The majority of Hitchen's work are tame mysteries, but along the way she gave us two excellent hardboiled Jim Sader PI novels. Sader a loner, with his own problems, takes on missing person cases for the two-man agency he has with his partner Dan Scarborough. In "Sleep With Strangers," Sader gets involved with a wealthy blonde, along with her family and her acquaintances. The gorgeous woman hires Sader to locate her missing mother. The story get into the filth of her society and Sader gets dragged downward into it. "Sleep With Slander" has Sader hunting down a kidnapped child. This one grabs you from the start with a moving two page prelude. People are not who they make out to be and Sader discovers that there are plenty of false truths throughout the case. "Slander" is the better of the two books, which may be because Sader's partner is not involved in the story and we witness a strong emotional involvement in Sader on this case. But the first novel should not be dismissed.

"There was a sudden taste of exhaustion, as sharp as that of blood, in his mouth, and he was aware that he had taken a beating, that he hadn't had any dinner, that he was so tired that he could have dropped where he stood to sleep. He felt that he was alone in a room full of ghosts."

These female writers provided more than hardboiled PI stories, they had the ability to capture true development of their characters; which I find a large number of male authored PI novels leave out. For some reason the female authors from that era, get it and make it the strength in their stories. I guess that was the point I was trying to convey in my previous post on 'The Blank Wall."

As for Kevin Burton Smith and his upcoming study on female hardboiled/pulp-era authors, it's long overdue and he should be applauded for taking on the task.

Saturday, February 16, 2008

The Blank Wall by Elisabeth Sanxay Holding

The Blank Wall by Elisabeth Sanxay Holding
Pocket Book 662, Copyright 1947

I have aways heard fine things about this story and after passing it over may times to read something else, I finally got around to it. It's a strong psychological thriller, with a fine dose of mystery. The story of upper-class Lucia Holley obsessively protecting her family from scandal during WWII.
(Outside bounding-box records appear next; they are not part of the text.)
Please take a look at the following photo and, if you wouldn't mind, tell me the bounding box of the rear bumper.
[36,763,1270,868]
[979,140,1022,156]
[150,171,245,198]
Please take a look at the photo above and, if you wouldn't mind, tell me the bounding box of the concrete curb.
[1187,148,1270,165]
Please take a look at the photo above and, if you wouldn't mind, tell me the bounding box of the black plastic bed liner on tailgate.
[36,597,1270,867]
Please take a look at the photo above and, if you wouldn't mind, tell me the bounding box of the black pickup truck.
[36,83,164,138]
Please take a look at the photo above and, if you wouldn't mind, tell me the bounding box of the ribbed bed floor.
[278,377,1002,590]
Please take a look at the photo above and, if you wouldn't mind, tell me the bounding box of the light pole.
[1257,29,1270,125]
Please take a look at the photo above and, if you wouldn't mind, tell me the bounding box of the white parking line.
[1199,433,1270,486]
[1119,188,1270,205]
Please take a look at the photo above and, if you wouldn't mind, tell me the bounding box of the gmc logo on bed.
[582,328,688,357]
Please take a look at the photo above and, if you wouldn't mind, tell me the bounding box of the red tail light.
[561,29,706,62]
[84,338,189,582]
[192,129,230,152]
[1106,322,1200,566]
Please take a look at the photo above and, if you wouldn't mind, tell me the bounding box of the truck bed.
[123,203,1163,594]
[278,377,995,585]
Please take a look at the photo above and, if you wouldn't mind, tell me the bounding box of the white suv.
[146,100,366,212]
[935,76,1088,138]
"And all that had happen to her would be, must be, pushed down, out of sight; the details of daily living would come like falling leaves to cover it."
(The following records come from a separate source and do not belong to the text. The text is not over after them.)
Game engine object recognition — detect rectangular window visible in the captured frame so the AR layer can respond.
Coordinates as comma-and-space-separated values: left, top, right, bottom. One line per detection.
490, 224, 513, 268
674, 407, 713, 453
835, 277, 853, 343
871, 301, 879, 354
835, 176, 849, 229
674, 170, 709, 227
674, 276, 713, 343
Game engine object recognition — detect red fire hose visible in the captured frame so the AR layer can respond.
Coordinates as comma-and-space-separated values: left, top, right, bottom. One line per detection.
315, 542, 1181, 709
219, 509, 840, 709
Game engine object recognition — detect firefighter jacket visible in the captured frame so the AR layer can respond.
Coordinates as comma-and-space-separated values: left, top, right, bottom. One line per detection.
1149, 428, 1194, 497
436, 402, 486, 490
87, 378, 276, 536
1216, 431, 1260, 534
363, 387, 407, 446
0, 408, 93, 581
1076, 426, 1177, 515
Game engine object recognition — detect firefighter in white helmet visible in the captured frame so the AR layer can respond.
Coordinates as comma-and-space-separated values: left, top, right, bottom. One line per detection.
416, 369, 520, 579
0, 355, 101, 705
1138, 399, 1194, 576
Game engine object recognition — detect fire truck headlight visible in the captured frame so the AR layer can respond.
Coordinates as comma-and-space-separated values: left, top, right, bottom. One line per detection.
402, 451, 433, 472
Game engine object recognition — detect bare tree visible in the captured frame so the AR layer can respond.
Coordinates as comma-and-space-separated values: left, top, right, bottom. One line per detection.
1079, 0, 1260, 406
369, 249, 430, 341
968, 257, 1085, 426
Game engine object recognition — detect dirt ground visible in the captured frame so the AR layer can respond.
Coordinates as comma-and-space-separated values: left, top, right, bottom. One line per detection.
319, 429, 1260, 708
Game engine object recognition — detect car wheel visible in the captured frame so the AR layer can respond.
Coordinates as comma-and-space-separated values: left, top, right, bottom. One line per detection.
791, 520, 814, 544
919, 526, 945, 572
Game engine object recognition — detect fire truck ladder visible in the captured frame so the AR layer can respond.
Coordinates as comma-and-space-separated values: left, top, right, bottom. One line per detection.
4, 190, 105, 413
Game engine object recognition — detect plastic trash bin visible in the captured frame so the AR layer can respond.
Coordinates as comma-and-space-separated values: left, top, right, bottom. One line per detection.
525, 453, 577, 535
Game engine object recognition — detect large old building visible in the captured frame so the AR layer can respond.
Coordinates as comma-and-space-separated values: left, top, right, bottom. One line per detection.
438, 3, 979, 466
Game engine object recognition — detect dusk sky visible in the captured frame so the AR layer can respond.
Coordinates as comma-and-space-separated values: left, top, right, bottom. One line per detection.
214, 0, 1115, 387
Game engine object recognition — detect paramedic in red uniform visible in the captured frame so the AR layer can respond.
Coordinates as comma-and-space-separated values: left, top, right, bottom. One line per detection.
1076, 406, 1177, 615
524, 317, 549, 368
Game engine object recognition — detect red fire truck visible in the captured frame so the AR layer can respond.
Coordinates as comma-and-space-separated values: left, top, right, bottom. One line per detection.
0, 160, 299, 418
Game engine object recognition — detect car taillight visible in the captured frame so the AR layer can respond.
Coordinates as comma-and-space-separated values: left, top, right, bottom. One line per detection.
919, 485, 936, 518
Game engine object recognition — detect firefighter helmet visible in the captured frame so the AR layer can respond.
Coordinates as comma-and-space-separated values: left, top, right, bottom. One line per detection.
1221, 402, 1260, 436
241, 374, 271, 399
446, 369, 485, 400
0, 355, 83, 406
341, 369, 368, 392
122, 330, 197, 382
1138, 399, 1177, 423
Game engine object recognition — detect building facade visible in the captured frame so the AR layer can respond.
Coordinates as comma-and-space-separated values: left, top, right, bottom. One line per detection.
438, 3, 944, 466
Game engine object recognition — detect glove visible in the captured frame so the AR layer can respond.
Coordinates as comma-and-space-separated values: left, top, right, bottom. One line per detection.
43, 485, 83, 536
While her husband is away at war, Lucia Holley is left with the responsibility of caring for her teenage children and her husband's father. These are the days of rationing coupons, shortages and lonely letters to loved ones in war. She is approached by a blackmailer that has some scandalous letters written by her daughter to an older man. Lucia, unable to pay the amount, starts a lonely struggle to do anything to protect her family. There is a killing and later a murder, which is related to the blackmail attempt. Lucia is spiraling with worry and panic as her involvement deepens.

The story is fast paced and reads almost like a play. The strength of the novel is Holding's ability to create magnificent characters. She is able to bring out Lucia's relationships with these characters and these grab you. Lucia has dramatic interactions with her daughter, the colored cook Sibyl, the policeman Levy and especially with the mysterious blackmailer Martin Donnelly. Not a hardboiled novel, but a strong suspenseful mystery like many written in the 40s.
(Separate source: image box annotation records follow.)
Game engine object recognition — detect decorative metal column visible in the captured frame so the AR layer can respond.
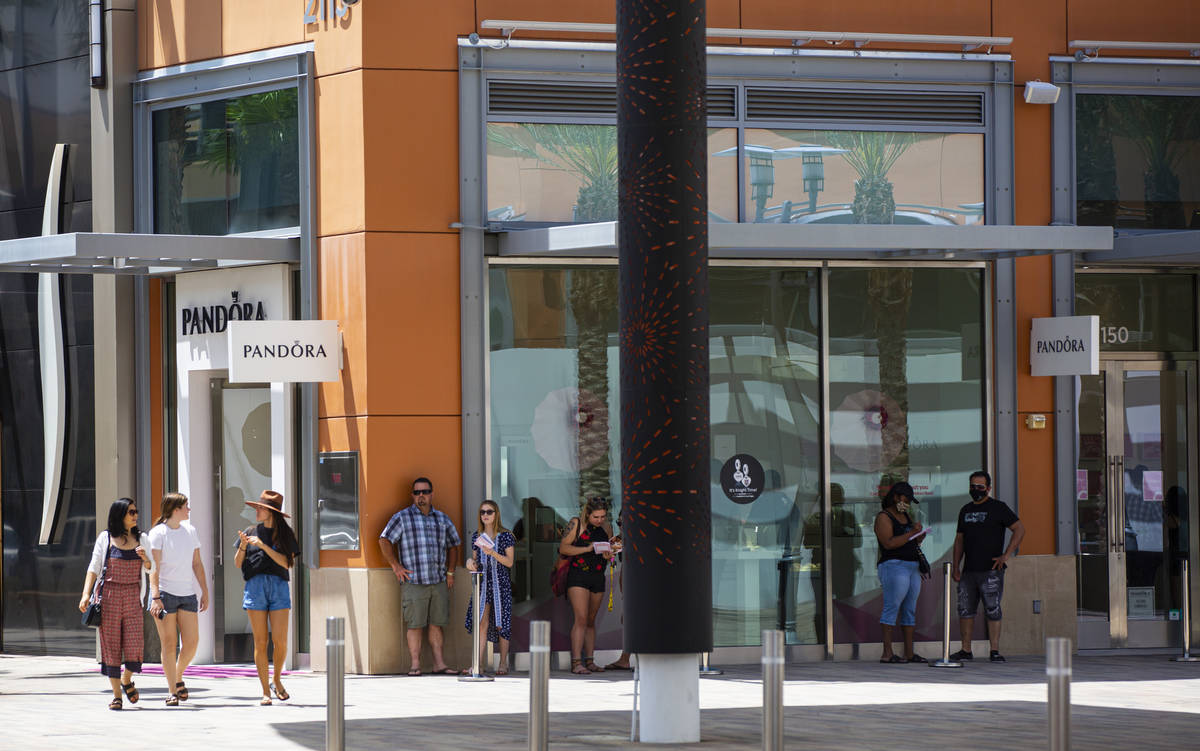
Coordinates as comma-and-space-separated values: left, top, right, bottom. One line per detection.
617, 0, 713, 743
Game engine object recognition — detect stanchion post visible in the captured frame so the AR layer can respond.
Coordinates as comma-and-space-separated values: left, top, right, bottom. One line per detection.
929, 560, 962, 667
700, 651, 725, 677
1171, 558, 1200, 662
529, 620, 550, 751
762, 630, 784, 751
1046, 637, 1070, 751
458, 570, 494, 683
325, 615, 346, 751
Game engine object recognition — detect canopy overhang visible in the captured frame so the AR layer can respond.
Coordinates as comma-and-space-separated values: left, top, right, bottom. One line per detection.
496, 222, 1112, 260
0, 233, 300, 276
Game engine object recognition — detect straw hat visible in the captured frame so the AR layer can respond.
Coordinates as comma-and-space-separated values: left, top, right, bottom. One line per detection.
246, 491, 292, 518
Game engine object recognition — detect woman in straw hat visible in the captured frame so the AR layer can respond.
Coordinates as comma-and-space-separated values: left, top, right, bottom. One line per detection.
233, 491, 300, 707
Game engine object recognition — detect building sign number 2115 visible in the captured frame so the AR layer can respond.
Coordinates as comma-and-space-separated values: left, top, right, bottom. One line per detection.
304, 0, 360, 24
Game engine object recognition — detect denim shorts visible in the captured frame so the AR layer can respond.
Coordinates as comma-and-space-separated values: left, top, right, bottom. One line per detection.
241, 573, 292, 611
158, 591, 200, 613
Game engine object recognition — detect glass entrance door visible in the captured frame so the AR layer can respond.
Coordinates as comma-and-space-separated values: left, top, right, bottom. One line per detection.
211, 378, 272, 662
1075, 361, 1196, 649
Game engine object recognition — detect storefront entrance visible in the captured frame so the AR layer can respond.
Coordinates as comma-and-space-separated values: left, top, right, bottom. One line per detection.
211, 378, 272, 662
1075, 360, 1196, 649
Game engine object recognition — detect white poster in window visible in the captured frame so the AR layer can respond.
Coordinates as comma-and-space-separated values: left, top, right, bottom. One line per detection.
1141, 469, 1163, 500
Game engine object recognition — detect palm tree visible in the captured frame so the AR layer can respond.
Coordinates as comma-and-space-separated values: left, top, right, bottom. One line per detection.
487, 122, 617, 222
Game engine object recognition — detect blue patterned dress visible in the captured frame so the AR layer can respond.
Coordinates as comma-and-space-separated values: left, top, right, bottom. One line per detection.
466, 531, 517, 642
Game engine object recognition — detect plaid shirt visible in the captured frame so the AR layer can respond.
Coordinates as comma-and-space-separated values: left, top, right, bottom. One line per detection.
379, 504, 462, 584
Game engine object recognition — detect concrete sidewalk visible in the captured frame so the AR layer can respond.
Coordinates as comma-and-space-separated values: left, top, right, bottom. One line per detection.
0, 655, 1200, 751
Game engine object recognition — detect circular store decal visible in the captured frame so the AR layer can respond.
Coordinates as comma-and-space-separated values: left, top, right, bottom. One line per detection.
721, 453, 763, 504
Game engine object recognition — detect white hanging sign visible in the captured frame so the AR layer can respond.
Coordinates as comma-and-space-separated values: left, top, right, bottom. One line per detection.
1030, 316, 1100, 376
229, 320, 342, 383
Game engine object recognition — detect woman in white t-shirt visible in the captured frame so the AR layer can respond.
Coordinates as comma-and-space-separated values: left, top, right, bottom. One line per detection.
150, 493, 209, 707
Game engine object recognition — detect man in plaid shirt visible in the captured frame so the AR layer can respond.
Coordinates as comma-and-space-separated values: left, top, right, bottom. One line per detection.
379, 477, 462, 675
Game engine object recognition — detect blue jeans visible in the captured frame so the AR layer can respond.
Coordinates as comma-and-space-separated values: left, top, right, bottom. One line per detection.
878, 560, 920, 626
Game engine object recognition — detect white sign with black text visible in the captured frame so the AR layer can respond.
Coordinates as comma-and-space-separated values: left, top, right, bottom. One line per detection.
1030, 316, 1100, 376
229, 320, 342, 383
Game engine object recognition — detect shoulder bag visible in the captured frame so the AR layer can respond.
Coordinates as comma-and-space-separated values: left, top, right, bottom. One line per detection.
79, 531, 113, 629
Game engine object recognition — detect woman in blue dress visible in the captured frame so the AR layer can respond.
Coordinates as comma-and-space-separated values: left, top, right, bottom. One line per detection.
463, 500, 516, 675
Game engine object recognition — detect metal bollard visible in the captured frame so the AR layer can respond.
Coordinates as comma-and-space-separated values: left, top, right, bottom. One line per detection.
1046, 637, 1070, 751
325, 615, 346, 751
762, 630, 784, 751
529, 620, 550, 751
458, 571, 496, 683
929, 560, 962, 667
700, 651, 725, 678
1171, 558, 1200, 662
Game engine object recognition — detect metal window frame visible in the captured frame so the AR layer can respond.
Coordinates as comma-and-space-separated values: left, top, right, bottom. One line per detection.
133, 42, 319, 569
1050, 55, 1200, 555
456, 40, 1018, 657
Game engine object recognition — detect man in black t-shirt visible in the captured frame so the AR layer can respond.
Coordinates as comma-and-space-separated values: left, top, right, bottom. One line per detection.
950, 469, 1025, 662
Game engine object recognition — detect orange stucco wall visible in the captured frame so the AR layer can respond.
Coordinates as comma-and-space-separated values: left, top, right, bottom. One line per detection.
138, 0, 1200, 566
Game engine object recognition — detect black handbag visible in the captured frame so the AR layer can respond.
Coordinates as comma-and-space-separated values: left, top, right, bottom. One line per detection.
79, 531, 112, 629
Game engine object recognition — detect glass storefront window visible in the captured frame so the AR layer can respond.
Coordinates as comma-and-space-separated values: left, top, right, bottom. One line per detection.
1075, 94, 1200, 229
829, 266, 985, 643
745, 128, 984, 224
487, 122, 738, 222
154, 89, 300, 235
1075, 274, 1196, 352
488, 265, 985, 649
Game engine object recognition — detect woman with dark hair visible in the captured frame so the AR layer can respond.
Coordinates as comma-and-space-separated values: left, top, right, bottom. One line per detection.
463, 500, 517, 675
558, 498, 612, 675
233, 491, 300, 707
875, 482, 926, 662
150, 493, 209, 707
79, 498, 150, 709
Usually the female authors I read have male characters as protagonists in their crime stories. I was always stuck on Leigh Brackett, Dorothy Hughes, the Jim Sader novels by Dolores Hitchens. I was presently surprised with the characters in "The Blank Wall," especially Lucia Holley and Martin Donnelly, and I be looking forward to reading more from Elisabeth Sanxay Holding.

Note: Two movies based on this novel. "The Reckless Moment" (1949) and "The Deep End." (2001)

Wednesday, February 13, 2008

Cain's Woman by O. G. Benson

Cain's Woman by O. G. Benson
Dell FE A200, Copyright 1960

In 1960, O. G. Benson may have given us one of the most creative PI novels ever written, with a pragmatic Chicago private investigator that works out of his own office.

"The last time I cried had been at night on the lumpy mattress of a cell in a lockup in San Francisco while somewhere outside, in the darkness of the city, the woman I loved had waited to divorce me and marry another man."

The beautiful, young Mrs. Naomi Cain is being blackmailed; someone has pornographic pictures of her from her past. She is married to the wealthy and elderly Jedediah Cain, and needs to get this resolved before her husband finds out. Naomi hires Chicago PI Max Raven, still getting over his divorce, to get them back. Raven gets off to a bad start and botches the case at the start. But he gets back on track and starts making progress. The story takes us from Chicago, to an investigation in NYC, then back to Chicago. Raven eventually falls hard for Mrs. Cain, which ties him emotionally to the case. Secrets get revealed and her past starts to unwind. Raven pieces it all together, which at the end falls apart in his hands.

"My fist hit him and the scream died as a gurgle in his throat. I hit him again and felt the jar wrench my shoulder. He slid down the wall like a punctured bag of sand and I kicked him in the face."

This is an excellent PI novel in every way, with many surprises and a terrific ending.
The relationship and interaction between Raven and Naomi Cain, as a client and lover, is brilliantly woven. Max Raven has real emotions, good and bad, which interferes with his ability to solve the case. He’s a troubled PI, believable and realistic. You get the impression that this is how a PI, operating on his own, goes at it. Raven goes up against some slimy people and gets knocked around some, but he is a tough character and stays with it. A slick, hardboiled novel that contains my favorite opening and closing paragraphs in any PI story. In some circles this has been called a "cult classic" and I can see why. To bad Mr. Benson didn't write more PI novels, with Max Raven in them.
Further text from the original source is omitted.